Flying low

OF ALL the arguments made in favour of the privatisation of Aer Lingus, the most persuasive was that the airline would no longer…

OF ALL the arguments made in favour of the privatisation of Aer Lingus, the most persuasive was that the airline would no longer be a burden on the State and vice versa. By selling the airline, it was claimed, the Government would ensure the carrier received the investment it needed to stand on its own and also the commercial freedom to succeed in one of Europe's most competitive aviation markets.

By the same token, if the airline failed to prosper it would no longer have any claim - either emotional or legal - to State support. It now looks certain that - one way or another - the truth of some or all of these propositions will be tested over the coming months.

Aer Lingus has just announced losses of €22.3 million for the first half of the year and is predicting that it will, at best, break even in the second half. The increase in the price of jet fuel has combined with the economic slowdown in the airline's main markets to wipe out the positive impact of savings and growth achieved since flotation.

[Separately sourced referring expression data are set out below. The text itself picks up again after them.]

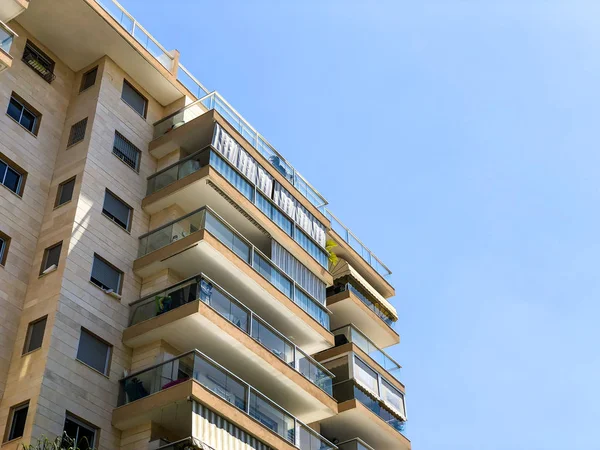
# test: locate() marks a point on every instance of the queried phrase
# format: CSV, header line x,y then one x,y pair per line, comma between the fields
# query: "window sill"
x,y
92,368
120,227
13,119
134,110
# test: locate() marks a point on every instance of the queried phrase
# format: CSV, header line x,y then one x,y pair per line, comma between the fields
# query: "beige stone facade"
x,y
52,378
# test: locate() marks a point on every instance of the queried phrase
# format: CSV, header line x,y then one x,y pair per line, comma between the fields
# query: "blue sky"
x,y
459,140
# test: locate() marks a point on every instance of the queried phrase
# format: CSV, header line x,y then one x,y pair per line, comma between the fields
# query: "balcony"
x,y
7,37
164,189
228,393
350,334
350,302
203,239
369,405
198,313
9,9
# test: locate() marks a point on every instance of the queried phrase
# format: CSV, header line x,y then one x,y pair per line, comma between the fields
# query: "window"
x,y
16,421
23,113
117,210
65,192
94,352
51,258
4,244
88,79
39,62
105,275
77,132
126,151
82,433
133,98
35,335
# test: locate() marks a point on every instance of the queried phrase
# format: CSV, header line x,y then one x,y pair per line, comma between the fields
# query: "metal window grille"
x,y
126,151
77,132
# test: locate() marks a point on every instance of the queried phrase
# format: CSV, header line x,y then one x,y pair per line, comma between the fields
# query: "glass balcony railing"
x,y
206,219
348,390
354,444
349,333
145,39
219,104
221,382
208,156
346,284
344,232
202,288
6,38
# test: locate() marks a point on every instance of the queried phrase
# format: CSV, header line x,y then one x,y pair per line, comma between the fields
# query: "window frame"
x,y
121,274
59,191
108,359
130,85
47,250
27,343
82,85
82,423
111,216
72,135
11,421
5,238
25,106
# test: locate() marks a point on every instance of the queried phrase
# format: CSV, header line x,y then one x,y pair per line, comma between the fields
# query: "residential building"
x,y
165,279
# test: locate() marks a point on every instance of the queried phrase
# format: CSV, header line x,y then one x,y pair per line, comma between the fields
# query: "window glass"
x,y
134,99
93,352
35,335
105,276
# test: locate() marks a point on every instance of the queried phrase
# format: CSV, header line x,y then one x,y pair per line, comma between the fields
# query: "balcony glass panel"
x,y
201,287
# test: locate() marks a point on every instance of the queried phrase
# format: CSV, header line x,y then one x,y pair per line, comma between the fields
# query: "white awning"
x,y
343,268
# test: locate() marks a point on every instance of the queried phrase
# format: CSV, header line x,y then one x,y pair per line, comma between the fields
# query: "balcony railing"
x,y
219,104
130,25
206,219
346,284
209,157
348,390
6,38
223,383
349,333
354,444
202,288
344,232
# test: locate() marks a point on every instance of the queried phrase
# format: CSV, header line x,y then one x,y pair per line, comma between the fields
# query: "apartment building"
x,y
167,278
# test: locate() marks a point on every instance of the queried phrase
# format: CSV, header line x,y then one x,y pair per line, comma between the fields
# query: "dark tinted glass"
x,y
93,352
35,335
17,425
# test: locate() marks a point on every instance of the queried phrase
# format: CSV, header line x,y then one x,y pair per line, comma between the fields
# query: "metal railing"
x,y
349,390
202,288
206,219
6,37
344,232
347,285
132,26
209,157
226,385
354,335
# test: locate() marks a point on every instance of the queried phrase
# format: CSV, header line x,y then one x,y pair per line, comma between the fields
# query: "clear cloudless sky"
x,y
459,140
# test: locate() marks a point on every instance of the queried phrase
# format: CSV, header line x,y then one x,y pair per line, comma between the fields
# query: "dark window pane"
x,y
14,109
105,275
116,210
134,99
11,180
93,352
65,192
35,335
17,424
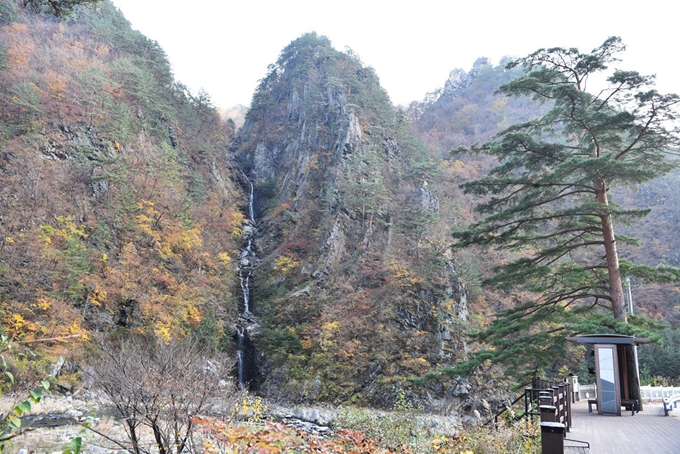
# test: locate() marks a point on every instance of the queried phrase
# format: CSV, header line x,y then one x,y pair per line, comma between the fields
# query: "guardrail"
x,y
648,393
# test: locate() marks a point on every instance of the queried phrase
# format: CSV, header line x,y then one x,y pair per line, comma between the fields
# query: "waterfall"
x,y
246,323
251,211
245,290
239,355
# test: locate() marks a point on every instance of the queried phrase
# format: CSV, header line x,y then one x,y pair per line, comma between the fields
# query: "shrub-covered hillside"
x,y
117,201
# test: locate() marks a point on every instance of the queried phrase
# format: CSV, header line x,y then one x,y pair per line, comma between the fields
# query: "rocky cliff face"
x,y
356,291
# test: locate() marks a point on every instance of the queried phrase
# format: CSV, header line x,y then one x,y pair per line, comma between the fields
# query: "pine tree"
x,y
548,201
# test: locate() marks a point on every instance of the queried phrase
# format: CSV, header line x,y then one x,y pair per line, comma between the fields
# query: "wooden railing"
x,y
548,400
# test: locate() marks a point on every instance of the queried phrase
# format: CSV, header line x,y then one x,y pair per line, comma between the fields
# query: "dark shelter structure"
x,y
616,372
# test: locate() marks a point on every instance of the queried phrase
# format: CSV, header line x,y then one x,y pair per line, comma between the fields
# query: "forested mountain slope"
x,y
467,110
124,208
357,290
118,202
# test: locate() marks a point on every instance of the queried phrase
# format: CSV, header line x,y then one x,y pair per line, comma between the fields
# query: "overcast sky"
x,y
225,46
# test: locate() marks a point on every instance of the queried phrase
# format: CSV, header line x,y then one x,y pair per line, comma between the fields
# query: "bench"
x,y
669,403
631,404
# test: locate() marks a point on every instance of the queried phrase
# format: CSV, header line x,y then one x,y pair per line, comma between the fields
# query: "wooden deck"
x,y
647,431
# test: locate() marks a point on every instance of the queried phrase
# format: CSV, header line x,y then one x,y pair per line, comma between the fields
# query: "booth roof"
x,y
618,339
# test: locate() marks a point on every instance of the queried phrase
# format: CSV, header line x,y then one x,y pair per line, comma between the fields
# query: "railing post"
x,y
548,413
552,438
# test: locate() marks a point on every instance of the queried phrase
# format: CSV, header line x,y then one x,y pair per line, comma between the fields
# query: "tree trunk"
x,y
612,257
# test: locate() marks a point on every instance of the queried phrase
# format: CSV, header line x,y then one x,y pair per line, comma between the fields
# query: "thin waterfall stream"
x,y
246,323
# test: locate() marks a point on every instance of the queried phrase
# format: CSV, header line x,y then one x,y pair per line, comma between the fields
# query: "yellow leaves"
x,y
163,331
20,326
97,296
194,316
77,330
43,304
284,264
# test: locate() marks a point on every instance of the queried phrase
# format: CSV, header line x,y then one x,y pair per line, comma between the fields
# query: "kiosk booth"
x,y
616,374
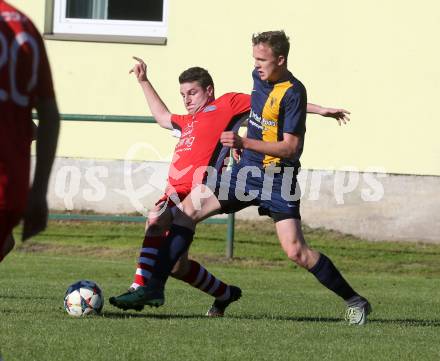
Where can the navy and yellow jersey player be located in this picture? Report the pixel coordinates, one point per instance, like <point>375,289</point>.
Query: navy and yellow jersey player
<point>276,108</point>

The airline's management have already announced a number of remedial measures such as cutting flights and delaying deliveries of new aircraft. They have also signalled a fresh round of cuts will be necessary, with a figure of €100 million in savings being touted. Aer Lingus has already aped many of the revenue driving measures pioneered by its low-cost rivals - such as charging passengers for baggage. Cost cutting of the magnitude now being contemplated is the next logical step. It will bring Aer Lingus' cost base closer in line with the likes of Ryanair and Easyjet.

READ MORE

Doing so will involve significant changes in work practices and probably job losses. It remains to be seen if the Aer Lingus staff will wear any further erosion in what are still, by low-cost airline standards, very inflexible working practices and expensive pay grades and rates.

But with the airline industry as a whole facing a very tough winter, the prospects of a deal are reasonable. And if Aer Lingus can achieve these savings then the medium-term outlook for the airline - which remains financially strong with over €800 million in the bank - is positive.

The priority now for Aer Lingus is survival, but given the upheaval that is predicted in the industry in the coming months, the issue of the viability of Aer Lingus as a small stand-alone carrier will inevitably come to the fore. That is a bridge the company can cross when it comes to it.